At the 1980 Democratic National Convention in New York, Senator Ted Kennedy, a Democrat from Massachusetts, gave a speech after his defeat to Jimmy Carter in the running for president. The rhetoric was intertwined liberalism. Kennedy criticized the Republicans and Ronald Reagan for their ideas, which he said were from the past (today the past looks much better than the near future in light of Joe Biden And the Democrats).
Part of his concluding line would be helpful for Republicans today to consider following the abbreviation Trump card Era. Kennedy said, “The work continues, the cause remains, hope is still alive, and the dream will never die.”
Trump has heavily contributed to the Republican Party, giving the party the backbone that seemed out of place after the Reagan years. He also reminded people that conservative ideas are working, including tax cuts, reduced regulations and constitutional judges.
Add to these important achievements that the Trump administration brokered four peace agreements in the Middle East that no one thought was possible, let alone the possibility of achieving it, and many “experts” said that developing a vaccine for the Coronavirus was not possible by the end of the year.
With Trump leaving office, where will the Republicans go in 2024?
The president hinted that he might run again within four years. If he wins, he and his supporters will enjoy a beautiful revenge. But does he have to be a candidate? As much as he did to the party and the country, should Republicans put all their faith and trust in him?

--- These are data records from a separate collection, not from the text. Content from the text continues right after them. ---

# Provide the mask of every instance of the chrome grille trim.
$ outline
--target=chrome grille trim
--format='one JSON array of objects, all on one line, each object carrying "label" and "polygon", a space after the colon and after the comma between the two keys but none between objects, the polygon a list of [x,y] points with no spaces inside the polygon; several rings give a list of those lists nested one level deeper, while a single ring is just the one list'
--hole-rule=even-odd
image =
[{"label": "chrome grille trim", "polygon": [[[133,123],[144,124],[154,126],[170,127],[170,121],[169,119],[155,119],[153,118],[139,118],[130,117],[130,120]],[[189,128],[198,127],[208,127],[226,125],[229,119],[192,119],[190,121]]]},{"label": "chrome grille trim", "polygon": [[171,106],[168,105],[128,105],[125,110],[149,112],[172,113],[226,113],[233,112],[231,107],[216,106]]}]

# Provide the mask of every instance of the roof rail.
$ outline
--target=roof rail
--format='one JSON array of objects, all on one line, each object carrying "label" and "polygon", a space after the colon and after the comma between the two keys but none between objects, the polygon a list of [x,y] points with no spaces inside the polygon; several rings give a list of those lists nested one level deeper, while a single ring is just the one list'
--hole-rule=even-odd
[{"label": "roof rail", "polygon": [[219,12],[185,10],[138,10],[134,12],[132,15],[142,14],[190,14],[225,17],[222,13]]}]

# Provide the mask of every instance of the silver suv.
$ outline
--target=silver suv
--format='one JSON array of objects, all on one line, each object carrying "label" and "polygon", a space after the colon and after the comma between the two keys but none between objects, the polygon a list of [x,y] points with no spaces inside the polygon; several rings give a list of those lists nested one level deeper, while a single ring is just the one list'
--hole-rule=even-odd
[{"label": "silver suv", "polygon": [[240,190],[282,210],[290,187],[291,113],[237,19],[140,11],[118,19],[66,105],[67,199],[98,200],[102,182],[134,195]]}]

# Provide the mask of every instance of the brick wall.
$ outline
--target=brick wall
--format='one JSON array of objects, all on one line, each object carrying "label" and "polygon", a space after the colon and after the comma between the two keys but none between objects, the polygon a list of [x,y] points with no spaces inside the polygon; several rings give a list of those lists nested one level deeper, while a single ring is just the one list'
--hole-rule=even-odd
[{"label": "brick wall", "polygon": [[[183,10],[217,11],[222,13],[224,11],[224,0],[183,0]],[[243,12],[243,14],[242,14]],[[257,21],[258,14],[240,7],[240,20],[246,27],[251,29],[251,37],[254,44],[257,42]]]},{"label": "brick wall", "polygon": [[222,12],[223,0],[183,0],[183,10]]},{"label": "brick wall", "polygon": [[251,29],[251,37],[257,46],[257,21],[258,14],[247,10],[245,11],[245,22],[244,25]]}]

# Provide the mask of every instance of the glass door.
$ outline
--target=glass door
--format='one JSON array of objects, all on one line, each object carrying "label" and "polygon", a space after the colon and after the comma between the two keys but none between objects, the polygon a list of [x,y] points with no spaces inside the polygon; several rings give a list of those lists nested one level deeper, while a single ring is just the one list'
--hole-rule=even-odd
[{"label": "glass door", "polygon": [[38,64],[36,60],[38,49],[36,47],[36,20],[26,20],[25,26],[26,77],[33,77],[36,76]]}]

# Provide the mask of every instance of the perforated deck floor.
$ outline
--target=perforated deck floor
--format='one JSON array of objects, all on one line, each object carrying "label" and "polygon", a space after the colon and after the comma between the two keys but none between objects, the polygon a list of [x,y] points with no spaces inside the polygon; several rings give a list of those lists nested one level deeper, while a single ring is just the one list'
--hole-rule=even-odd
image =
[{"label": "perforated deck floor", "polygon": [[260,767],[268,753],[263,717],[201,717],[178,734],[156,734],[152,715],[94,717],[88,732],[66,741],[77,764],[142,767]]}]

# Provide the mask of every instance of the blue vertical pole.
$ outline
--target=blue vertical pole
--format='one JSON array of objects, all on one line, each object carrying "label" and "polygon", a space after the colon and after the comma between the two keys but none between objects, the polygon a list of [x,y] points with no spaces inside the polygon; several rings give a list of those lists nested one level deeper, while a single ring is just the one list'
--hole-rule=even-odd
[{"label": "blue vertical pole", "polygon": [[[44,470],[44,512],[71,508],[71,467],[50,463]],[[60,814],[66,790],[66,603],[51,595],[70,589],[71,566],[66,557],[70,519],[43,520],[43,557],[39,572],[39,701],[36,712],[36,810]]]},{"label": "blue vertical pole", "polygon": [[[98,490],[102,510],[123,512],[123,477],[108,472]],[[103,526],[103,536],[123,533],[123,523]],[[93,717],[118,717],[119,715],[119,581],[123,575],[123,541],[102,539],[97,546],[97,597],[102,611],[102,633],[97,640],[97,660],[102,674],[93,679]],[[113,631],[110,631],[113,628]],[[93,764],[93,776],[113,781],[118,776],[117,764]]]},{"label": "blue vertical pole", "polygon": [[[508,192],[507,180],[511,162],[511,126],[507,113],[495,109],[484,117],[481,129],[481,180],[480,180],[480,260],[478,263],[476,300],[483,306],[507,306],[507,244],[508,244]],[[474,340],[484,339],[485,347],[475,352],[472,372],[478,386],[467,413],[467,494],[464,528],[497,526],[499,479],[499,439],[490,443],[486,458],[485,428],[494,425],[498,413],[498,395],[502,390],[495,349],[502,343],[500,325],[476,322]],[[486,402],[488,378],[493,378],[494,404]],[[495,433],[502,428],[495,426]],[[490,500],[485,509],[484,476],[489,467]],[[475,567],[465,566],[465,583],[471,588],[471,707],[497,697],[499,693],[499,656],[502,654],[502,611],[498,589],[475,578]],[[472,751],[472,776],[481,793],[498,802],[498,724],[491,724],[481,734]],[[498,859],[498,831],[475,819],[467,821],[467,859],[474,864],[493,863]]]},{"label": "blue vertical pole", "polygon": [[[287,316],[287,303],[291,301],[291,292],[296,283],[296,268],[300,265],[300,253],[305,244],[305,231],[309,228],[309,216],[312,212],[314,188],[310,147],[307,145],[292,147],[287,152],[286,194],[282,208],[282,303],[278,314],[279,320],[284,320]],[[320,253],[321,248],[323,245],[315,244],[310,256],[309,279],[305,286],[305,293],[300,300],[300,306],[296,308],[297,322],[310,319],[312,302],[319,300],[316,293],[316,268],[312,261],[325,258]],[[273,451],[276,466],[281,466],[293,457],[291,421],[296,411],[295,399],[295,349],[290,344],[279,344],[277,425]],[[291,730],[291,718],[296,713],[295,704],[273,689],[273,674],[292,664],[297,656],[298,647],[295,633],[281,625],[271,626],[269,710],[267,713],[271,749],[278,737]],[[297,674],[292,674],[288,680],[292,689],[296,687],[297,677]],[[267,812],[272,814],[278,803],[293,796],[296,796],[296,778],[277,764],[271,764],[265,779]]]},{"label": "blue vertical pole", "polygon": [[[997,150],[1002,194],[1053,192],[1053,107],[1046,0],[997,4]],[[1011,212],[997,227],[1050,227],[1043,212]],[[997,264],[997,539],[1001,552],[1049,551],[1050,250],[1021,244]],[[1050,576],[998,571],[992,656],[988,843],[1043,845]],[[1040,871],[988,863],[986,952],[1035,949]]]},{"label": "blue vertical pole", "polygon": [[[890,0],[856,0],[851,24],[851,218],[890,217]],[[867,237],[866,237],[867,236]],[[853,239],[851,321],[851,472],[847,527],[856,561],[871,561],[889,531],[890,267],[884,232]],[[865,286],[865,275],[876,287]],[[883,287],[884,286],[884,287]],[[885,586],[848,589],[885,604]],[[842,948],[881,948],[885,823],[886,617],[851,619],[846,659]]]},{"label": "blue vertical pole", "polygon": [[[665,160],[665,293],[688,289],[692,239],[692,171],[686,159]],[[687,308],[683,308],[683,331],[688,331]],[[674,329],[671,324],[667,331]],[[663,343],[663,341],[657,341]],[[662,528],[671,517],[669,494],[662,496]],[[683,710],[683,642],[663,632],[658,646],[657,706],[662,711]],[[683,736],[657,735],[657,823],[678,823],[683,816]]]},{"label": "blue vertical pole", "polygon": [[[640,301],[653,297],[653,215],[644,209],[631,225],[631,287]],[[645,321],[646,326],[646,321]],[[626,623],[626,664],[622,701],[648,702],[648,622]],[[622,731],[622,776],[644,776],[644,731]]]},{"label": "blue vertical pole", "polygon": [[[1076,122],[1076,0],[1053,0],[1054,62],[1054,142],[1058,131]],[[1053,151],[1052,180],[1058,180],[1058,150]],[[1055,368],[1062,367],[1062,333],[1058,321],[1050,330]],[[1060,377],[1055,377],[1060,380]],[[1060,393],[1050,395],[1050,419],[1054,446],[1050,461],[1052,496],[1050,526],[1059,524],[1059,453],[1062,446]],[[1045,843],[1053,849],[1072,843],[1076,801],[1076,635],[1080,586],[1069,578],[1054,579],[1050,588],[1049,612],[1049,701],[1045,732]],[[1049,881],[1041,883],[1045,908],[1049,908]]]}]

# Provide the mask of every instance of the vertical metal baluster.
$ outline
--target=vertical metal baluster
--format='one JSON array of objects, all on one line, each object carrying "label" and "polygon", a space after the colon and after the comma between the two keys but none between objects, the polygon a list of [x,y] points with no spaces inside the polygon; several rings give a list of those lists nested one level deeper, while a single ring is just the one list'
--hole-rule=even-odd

Much may depend on President-elect Biden’s performance in office. Biden will almost certainly not seek a second term when he turns 82.
Last August, Trump was questioned at a White House press conference about opinion polls that showed his popularity waning. When asked to clarify, he replied, “Nobody loves me. It can only be my character. That’s it.” It was a rare moment of transparency for him.
There are still remnants of the ancient values that my grandparents’ generation embraced and tried to inculcate in their grandchildren. No one was belittling others, belittling them, talking to others, or naming them. Trump has consistently ignored this advice. While many Americans still supported him, and those who voted for him far outnumbered any other Republican presidential candidate, or incumbent president, that was not enough.
The reason could only be his personality.
Most Americans expect a certain amount of dignity that stems from the person who temporarily occupies our highest position. Could Trump have achieved it all without insults? I think so. At a minimum, he might have recreated a quote from a guy who knows a lot about enemies, all of them local.
I have referred to Abraham Lincoln’s first inaugural address before, but it is worth remembering, and even memorizing. At the dawn of the Civil War, Lincoln said: “We are not enemies, but we are friends. We must not be enemies. Although the emotion may have soured, you must not sever our bonds of affection. By the best angels of our nature. “
Could such a position give President Trump a second term? He may have swung enough votes for him from the people who place high value on deportation.
Republicans can continue to embrace Trump’s policies while standing behind someone without their luggage. Who might this be? My opinion of the ideal candidate is Vice President Mike Pence, who was loyal to the President without calling him titles, while preserving his personality, dignity, Christian faith and kindness.
Republicans could do much worse than a penny, but not much better.